## Llama 2 modules

- **Rotary positional embeddings** -> applied to the computed Q and K vectors in the self_attention part
- **Grouped Query Attention** -> Tradeoff between Mutli-Query attention and MHA, balances memory bandwidth requirements and speedup
- **KV Caching** -> For faster computation and better memory management
- **SwiGLU activation function**
- **RMS Norm**

In [1]:
import math
import torch
import torch.nn as nn
import torch.nn.functional as F

### Rotary positional embeddings

In [2]:
def precompute_theta_pos_freq(head_dim, seq_len, theta = 10000):

    assert head_dim%2 == 0, "Dimension of head must by divisible by 2"
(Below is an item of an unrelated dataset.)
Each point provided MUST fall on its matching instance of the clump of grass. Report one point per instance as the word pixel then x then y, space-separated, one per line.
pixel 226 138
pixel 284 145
    # theta_i = 10000^(-2(i-1)/dim) for i = [1,2,3.....dim/2]

    theta_numerator = torch.arange(0, head_dim, 2).float()

    theta = 1.0/ (theta **(theta_numerator/head_dim))

    m = torch.arange(seq_len)

    freqs = torch.outer(m,theta).float()

    #                                   magnitude       angle
    freqs_complex = torch.polar(torch.ones_like(freqs), freqs) 

    return freqs_complex


In [3]:
def apply_rotary_embeds(x, freqs_complex):

    # Separate the last dimension pairs of two values, representing the real and imaginary parts of the complex number
    # Two consecutive values will become a single complex number


    # H -> no.of heads; can be num_heads for Query and num_kv_heads for Key

    # (bsz, seq_len, H , head_dim) -> (bsz, seq_len, H, head_dim/2)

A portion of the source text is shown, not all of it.